The text only version may be available in large print, Braille or audio CD. For further information call emc accessibility on 0800 198 5000. The product code(s) for this leaflet is: PL 13621/0019.


Cefuroxime sodium 750mg & 1.5g Powder for Injection

Package leaflet: Information for the user

Cefuroxime sodium 750mg & 1.5g Powder for Injection

Cefuroxime sodium

Read all of this leaflet carefully before you start taking this medicine because it contains important information for you.

  • Keep this leaflet. You may need to read it again.
  • If you have any further questions, ask your doctor or pharmacist.
  • If you get any side effects, talk to your doctor or pharmacist. This includes any possible side effects not listed in this leaflet. See section 4.

What is in this leaflet

1. What Cefuroxime Injection is and what it is used for
2. What you need to know before you are given Cefuroxime Injection
3. How you are given Cefuroxime Injection
4. Possible side effects
5. How to store Cefuroxime Injection
6. Contents of the pack and other information

1. What Cefuroxime Injection is and what it is used for

Cefuroxime Injection is an antibiotic used in adults and children. It works by killing bacteria that cause infections. It belongs to a group of medicines called cephalosporins.

Cefuroxime Injection is used to treat infections of:

  • the lungs or chest
  • the urinary tract
  • the skin and soft tissue
  • the abdomen

Cefuroxime Injection is also used:

  • to prevent infections during surgery.

Your doctor may test the type of bacteria causing your infection and monitor whether the bacteria are sensitive to Cefuroxime Injection during your treatment.

2. What you need to know before you are given Cefuroxime Injection

You must not be given Cefuroxime Injection

  • if you are allergic to any cephalosporin antibiotics or any of the other ingredients of Cefuroxime Injection (listed in section 6).
  • if you have ever had a severe allergic (hypersensitive) reaction to any other type of betalactam antibiotic (penicillins, monobactams and carbapenems).

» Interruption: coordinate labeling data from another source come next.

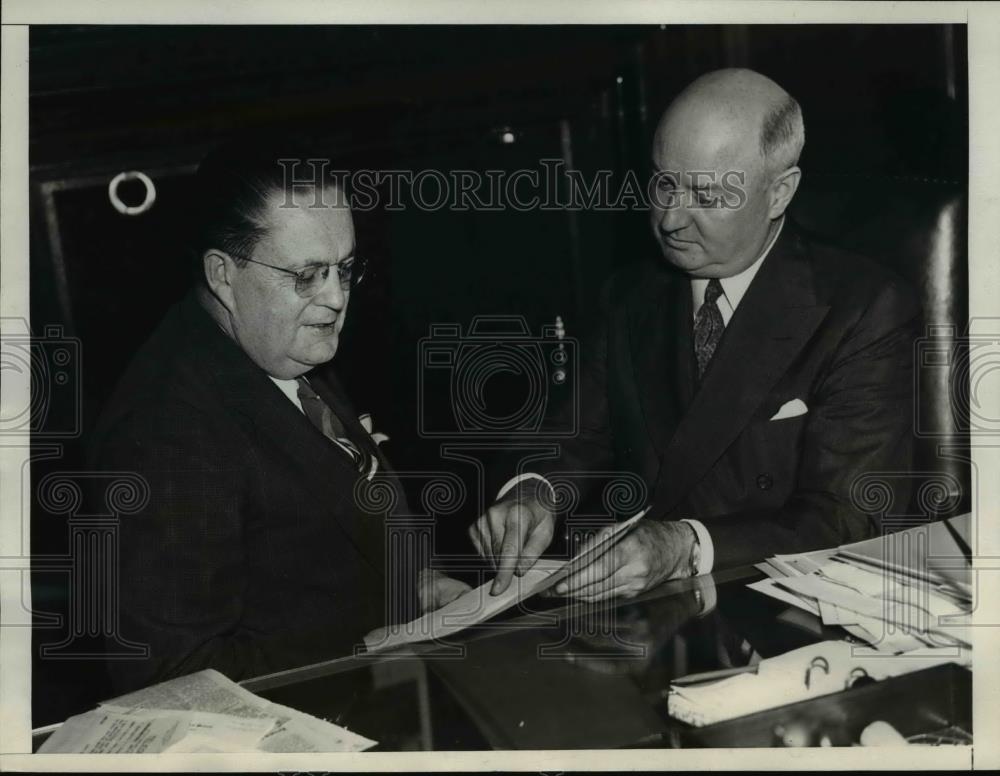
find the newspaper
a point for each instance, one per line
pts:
(200, 712)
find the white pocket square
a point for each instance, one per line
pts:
(791, 409)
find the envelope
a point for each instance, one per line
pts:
(791, 409)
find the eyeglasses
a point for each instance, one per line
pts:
(309, 281)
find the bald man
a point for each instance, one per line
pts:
(750, 380)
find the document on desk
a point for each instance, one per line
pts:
(478, 605)
(200, 712)
(781, 680)
(898, 592)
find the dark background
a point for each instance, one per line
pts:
(886, 153)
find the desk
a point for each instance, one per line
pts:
(558, 675)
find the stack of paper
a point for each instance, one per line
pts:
(891, 592)
(782, 680)
(201, 712)
(479, 605)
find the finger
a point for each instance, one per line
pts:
(476, 536)
(451, 590)
(509, 552)
(497, 519)
(538, 540)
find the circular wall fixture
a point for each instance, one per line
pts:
(131, 210)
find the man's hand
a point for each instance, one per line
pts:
(653, 552)
(436, 589)
(512, 534)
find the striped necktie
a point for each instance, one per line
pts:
(323, 418)
(708, 326)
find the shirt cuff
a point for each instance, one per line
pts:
(707, 548)
(705, 591)
(514, 481)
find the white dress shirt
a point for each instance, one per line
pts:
(733, 290)
(291, 389)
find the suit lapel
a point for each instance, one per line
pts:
(770, 327)
(659, 336)
(327, 473)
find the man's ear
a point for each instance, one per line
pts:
(783, 188)
(219, 268)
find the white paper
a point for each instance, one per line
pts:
(782, 680)
(478, 605)
(104, 731)
(209, 691)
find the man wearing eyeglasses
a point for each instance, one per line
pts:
(262, 546)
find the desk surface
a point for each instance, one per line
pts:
(551, 674)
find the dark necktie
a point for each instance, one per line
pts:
(708, 326)
(327, 421)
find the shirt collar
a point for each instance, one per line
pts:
(735, 287)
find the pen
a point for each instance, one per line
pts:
(962, 544)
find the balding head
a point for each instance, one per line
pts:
(725, 104)
(742, 132)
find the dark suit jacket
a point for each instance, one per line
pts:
(817, 324)
(254, 553)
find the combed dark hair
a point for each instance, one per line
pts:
(232, 188)
(782, 135)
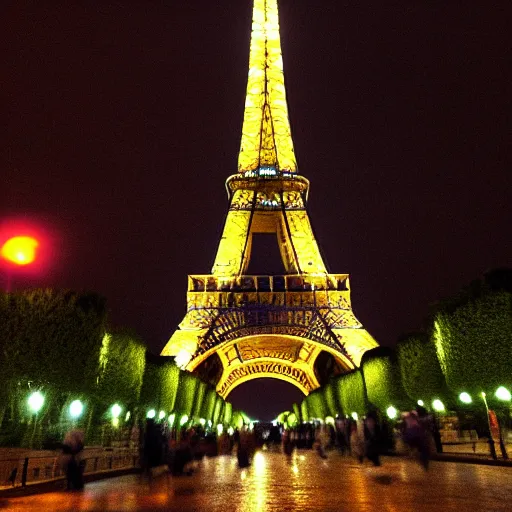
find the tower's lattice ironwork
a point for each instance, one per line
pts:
(290, 326)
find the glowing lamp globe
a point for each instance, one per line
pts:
(36, 401)
(391, 412)
(503, 393)
(76, 408)
(465, 398)
(438, 405)
(115, 410)
(20, 250)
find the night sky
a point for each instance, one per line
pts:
(123, 121)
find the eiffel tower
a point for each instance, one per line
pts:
(299, 326)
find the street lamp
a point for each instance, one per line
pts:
(465, 398)
(115, 410)
(76, 408)
(391, 412)
(438, 405)
(491, 440)
(36, 401)
(503, 393)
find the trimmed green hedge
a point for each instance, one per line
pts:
(382, 379)
(351, 393)
(420, 372)
(474, 344)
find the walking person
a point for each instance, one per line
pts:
(372, 438)
(72, 461)
(357, 439)
(415, 436)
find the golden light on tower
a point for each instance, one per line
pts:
(280, 326)
(266, 134)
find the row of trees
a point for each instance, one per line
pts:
(466, 347)
(58, 343)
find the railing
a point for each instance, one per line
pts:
(284, 283)
(28, 470)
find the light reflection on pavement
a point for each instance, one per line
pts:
(303, 482)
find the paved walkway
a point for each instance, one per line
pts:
(304, 483)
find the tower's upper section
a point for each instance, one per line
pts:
(267, 145)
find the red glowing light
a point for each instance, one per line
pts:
(20, 250)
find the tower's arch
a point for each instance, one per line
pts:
(283, 356)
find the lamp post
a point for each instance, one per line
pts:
(492, 449)
(503, 394)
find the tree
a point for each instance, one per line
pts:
(473, 343)
(185, 397)
(381, 375)
(122, 364)
(316, 404)
(332, 406)
(351, 393)
(421, 374)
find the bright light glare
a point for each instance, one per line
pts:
(438, 405)
(36, 401)
(76, 408)
(391, 412)
(115, 410)
(465, 398)
(503, 394)
(20, 250)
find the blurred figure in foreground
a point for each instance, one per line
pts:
(245, 448)
(72, 462)
(415, 436)
(372, 438)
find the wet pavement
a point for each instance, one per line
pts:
(303, 482)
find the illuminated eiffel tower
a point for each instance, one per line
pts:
(299, 326)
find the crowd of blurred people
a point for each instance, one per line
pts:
(365, 438)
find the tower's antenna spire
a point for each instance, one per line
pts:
(266, 134)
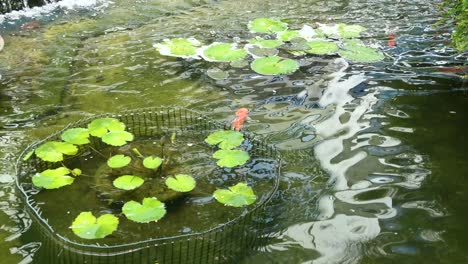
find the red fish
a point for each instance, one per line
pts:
(391, 39)
(241, 116)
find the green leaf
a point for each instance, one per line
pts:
(152, 162)
(321, 47)
(267, 25)
(53, 178)
(77, 136)
(117, 138)
(181, 183)
(128, 182)
(179, 47)
(53, 150)
(150, 210)
(118, 161)
(266, 43)
(230, 158)
(274, 65)
(100, 127)
(225, 139)
(350, 31)
(87, 226)
(222, 52)
(356, 51)
(238, 195)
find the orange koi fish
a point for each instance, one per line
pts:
(241, 116)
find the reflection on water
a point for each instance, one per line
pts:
(365, 168)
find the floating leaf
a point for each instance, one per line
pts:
(225, 139)
(350, 31)
(230, 158)
(152, 162)
(53, 178)
(128, 182)
(117, 138)
(77, 136)
(150, 210)
(181, 183)
(53, 150)
(100, 127)
(321, 47)
(87, 226)
(266, 43)
(222, 52)
(287, 35)
(356, 51)
(118, 161)
(267, 25)
(274, 65)
(179, 47)
(238, 195)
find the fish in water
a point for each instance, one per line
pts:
(241, 116)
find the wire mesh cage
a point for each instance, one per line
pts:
(210, 233)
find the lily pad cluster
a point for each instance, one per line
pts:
(276, 38)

Tell your doctor before you start on Cefuroxime Injection if you think that this applies to you. You must not be given Cefuroxime Injection

Warnings and precautions

Talk to your doctor or pharmacist before you are given Cefuroxime Injection.

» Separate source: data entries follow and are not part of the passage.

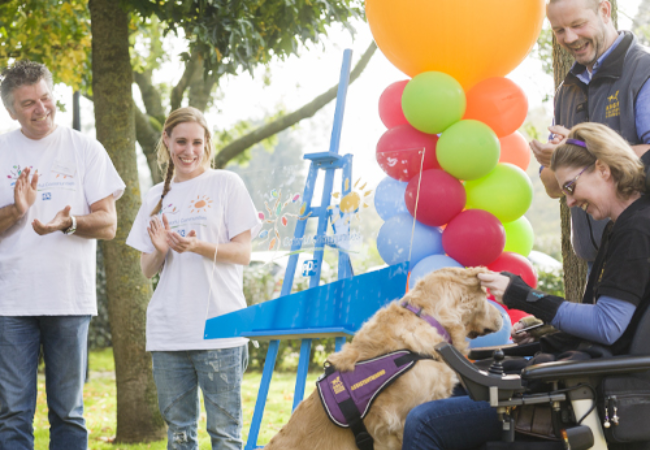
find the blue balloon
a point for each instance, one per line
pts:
(501, 337)
(394, 240)
(389, 197)
(431, 264)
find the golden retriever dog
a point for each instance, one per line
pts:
(456, 299)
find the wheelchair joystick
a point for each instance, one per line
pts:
(497, 368)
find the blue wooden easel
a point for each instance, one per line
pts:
(337, 309)
(328, 162)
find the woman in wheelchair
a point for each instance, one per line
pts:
(600, 173)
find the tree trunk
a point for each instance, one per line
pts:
(575, 269)
(138, 418)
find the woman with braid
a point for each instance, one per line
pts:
(195, 229)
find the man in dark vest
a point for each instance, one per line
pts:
(607, 84)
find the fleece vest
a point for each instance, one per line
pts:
(609, 99)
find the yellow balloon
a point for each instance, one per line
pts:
(350, 202)
(471, 40)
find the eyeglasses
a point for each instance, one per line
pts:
(570, 186)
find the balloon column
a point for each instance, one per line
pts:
(454, 159)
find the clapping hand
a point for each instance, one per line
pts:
(182, 244)
(62, 221)
(25, 191)
(544, 152)
(158, 230)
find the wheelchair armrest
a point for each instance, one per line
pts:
(508, 350)
(616, 365)
(478, 382)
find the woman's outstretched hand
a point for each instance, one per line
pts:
(158, 230)
(182, 244)
(496, 283)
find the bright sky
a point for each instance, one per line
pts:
(298, 79)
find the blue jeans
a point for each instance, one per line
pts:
(64, 340)
(455, 423)
(218, 373)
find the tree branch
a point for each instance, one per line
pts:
(191, 66)
(148, 137)
(150, 95)
(241, 144)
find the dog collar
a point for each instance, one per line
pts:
(429, 319)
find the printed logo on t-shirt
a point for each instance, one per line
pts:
(190, 215)
(14, 173)
(201, 204)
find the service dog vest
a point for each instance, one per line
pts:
(347, 396)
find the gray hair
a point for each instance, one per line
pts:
(22, 73)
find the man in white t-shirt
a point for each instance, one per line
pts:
(57, 197)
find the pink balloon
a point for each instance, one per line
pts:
(399, 152)
(516, 264)
(442, 197)
(474, 238)
(390, 105)
(515, 150)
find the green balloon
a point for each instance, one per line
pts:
(468, 150)
(432, 101)
(506, 192)
(519, 236)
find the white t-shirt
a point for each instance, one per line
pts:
(217, 206)
(52, 274)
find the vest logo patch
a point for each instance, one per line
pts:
(362, 383)
(612, 109)
(337, 385)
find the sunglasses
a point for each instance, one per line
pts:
(570, 186)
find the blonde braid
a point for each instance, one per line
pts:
(166, 187)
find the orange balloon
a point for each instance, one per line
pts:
(499, 103)
(515, 150)
(471, 40)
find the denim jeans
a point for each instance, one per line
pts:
(218, 373)
(64, 340)
(455, 423)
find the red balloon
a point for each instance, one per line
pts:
(515, 263)
(499, 103)
(474, 238)
(390, 105)
(515, 150)
(442, 197)
(399, 152)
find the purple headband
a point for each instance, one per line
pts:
(577, 142)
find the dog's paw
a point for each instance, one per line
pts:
(344, 360)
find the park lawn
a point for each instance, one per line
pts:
(100, 404)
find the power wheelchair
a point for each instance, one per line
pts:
(603, 404)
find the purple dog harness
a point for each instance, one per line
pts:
(348, 396)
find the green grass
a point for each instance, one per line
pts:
(100, 406)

You must look out for certain symptoms such as allergic reactions, skin rashes, gastrointestinal disorders such as diarrhoea or fungal infections while you are being given Cefuroxime Injection. This will reduce the risk of possible problems. See (‘Conditions you need to look out for’) in section 4. If you have had any allergic reaction to other antibiotics such as penicillin, you may also be allergic to Cefuroxime Injection.

If you need a blood or urine test

Cefuroxime Injection can affect the results of urine or blood tests for sugar and a blood test known as the Coombs test. If you are having tests:

  • Tell the person taking the sample that you have been given Cefuroxime Injection.

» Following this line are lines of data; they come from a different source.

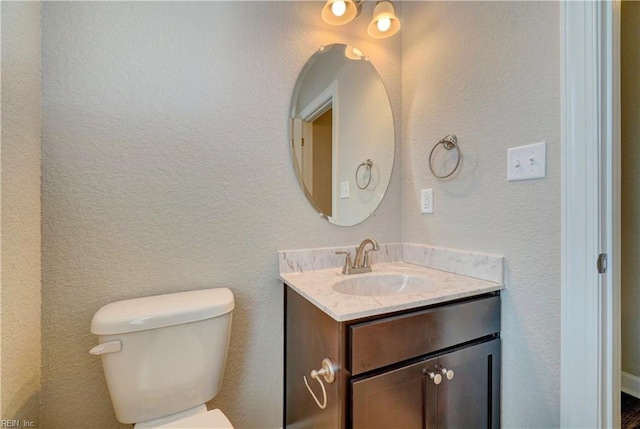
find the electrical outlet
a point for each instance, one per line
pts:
(426, 200)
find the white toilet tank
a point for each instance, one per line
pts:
(163, 354)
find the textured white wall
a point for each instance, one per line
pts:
(489, 73)
(166, 167)
(630, 92)
(20, 218)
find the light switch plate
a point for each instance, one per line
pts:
(426, 200)
(526, 162)
(344, 189)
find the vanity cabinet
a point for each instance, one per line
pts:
(430, 367)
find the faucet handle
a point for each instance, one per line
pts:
(347, 262)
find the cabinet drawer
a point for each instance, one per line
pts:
(390, 340)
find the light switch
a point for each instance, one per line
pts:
(344, 189)
(426, 200)
(526, 162)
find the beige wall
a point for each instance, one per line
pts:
(630, 92)
(489, 72)
(20, 216)
(166, 167)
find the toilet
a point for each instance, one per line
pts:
(164, 357)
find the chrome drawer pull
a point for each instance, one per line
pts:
(447, 373)
(437, 378)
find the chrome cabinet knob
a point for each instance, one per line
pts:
(447, 373)
(437, 378)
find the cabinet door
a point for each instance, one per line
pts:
(471, 399)
(395, 399)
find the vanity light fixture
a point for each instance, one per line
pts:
(339, 12)
(384, 24)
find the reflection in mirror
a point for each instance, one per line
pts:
(342, 134)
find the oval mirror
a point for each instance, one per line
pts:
(342, 135)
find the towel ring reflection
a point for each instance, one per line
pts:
(367, 164)
(449, 142)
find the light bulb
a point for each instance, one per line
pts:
(384, 24)
(338, 8)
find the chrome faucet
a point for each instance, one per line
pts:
(361, 262)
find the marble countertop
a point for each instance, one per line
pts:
(317, 287)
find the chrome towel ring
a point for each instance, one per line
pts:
(449, 142)
(367, 164)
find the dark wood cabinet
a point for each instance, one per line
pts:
(408, 397)
(391, 370)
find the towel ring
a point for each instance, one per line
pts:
(449, 142)
(367, 164)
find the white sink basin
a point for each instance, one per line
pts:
(384, 284)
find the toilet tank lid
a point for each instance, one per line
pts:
(140, 314)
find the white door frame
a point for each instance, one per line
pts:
(590, 355)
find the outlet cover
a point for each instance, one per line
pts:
(426, 200)
(526, 162)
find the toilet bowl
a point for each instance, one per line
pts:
(164, 357)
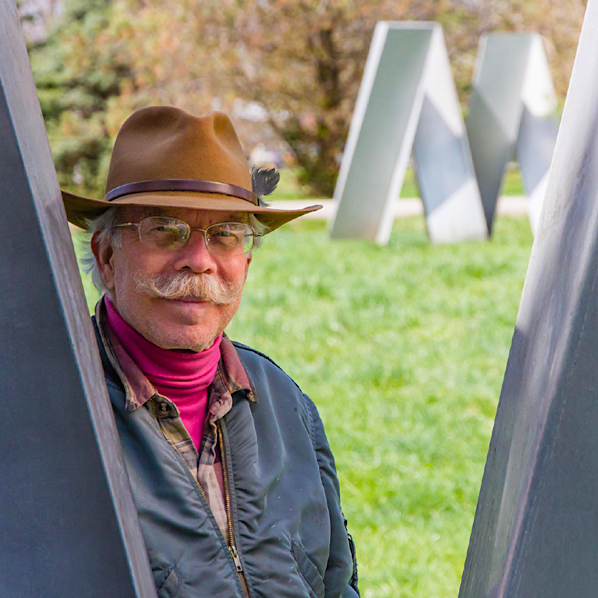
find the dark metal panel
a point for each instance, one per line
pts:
(534, 533)
(68, 526)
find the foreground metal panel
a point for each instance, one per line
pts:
(512, 114)
(407, 100)
(534, 534)
(68, 526)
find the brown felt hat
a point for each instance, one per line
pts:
(166, 157)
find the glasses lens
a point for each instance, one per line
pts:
(163, 233)
(229, 238)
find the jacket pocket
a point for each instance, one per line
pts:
(168, 584)
(308, 571)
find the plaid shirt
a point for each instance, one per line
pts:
(205, 465)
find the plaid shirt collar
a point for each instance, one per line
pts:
(231, 375)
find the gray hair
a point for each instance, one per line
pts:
(108, 234)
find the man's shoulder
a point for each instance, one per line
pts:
(258, 363)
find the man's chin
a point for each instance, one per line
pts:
(193, 344)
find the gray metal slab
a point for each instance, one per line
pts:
(407, 81)
(534, 534)
(512, 114)
(68, 525)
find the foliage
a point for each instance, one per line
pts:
(291, 67)
(403, 349)
(78, 74)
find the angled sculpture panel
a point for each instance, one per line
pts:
(534, 534)
(407, 100)
(67, 520)
(512, 116)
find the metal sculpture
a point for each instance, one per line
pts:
(534, 534)
(512, 115)
(407, 99)
(67, 520)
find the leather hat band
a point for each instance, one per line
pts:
(182, 185)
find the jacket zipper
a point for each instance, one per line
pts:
(231, 538)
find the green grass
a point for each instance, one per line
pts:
(403, 348)
(288, 188)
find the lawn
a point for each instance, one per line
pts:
(403, 348)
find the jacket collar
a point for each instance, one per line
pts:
(231, 373)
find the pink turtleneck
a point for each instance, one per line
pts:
(183, 377)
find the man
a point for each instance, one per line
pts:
(229, 465)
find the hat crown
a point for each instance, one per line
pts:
(164, 142)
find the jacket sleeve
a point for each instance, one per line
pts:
(340, 578)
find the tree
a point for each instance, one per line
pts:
(300, 61)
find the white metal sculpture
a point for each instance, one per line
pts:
(512, 115)
(407, 100)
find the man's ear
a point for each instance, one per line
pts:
(103, 254)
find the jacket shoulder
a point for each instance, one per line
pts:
(252, 358)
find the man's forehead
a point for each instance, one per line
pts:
(137, 213)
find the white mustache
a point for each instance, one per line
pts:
(205, 287)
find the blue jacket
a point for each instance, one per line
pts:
(284, 498)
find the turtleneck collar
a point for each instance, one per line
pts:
(178, 371)
(183, 377)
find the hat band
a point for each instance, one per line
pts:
(182, 185)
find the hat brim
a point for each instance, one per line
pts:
(80, 210)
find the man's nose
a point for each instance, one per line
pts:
(195, 255)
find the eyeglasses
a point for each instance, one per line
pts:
(170, 234)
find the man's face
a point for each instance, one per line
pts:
(184, 323)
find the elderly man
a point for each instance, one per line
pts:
(230, 469)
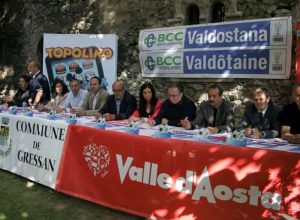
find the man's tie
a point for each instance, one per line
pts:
(260, 114)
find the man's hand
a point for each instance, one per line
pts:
(256, 133)
(164, 121)
(213, 130)
(248, 132)
(59, 110)
(109, 117)
(186, 124)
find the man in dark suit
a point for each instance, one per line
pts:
(262, 117)
(120, 105)
(95, 99)
(176, 108)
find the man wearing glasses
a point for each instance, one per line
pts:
(120, 105)
(262, 117)
(176, 108)
(215, 114)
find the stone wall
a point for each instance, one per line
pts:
(24, 25)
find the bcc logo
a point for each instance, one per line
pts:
(150, 63)
(162, 38)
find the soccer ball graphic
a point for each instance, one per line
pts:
(237, 135)
(163, 128)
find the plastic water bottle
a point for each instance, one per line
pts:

Other medicines and Cefuroxime Injection

Tell your doctor or pharmacist if you are taking, have recently taken or might take any other medicines. This includes medicines you can obtain without a prescription.

Some medicines may affect how Cefuroxime Injection works, or make it more likely that you’ll have side effects. These include:

  • aminoglycoside-type antibiotics
  • water tablets (diuretics), such as furosemide
  • probenecid
  • oral anticoagulants

  • Tell your doctor if this applies to you. You may need extra check-ups to monitor your renal function while you are taking Cefuroxime Injection

Contraceptive pills

Cefuroxime Injection may reduce the effectiveness of the contraceptive pill. If you are taking the contraceptive pill while you are being treated with Cefuroxime Injection you also need to use a barrier method of contraception (such as a condom). Ask your doctor for advice.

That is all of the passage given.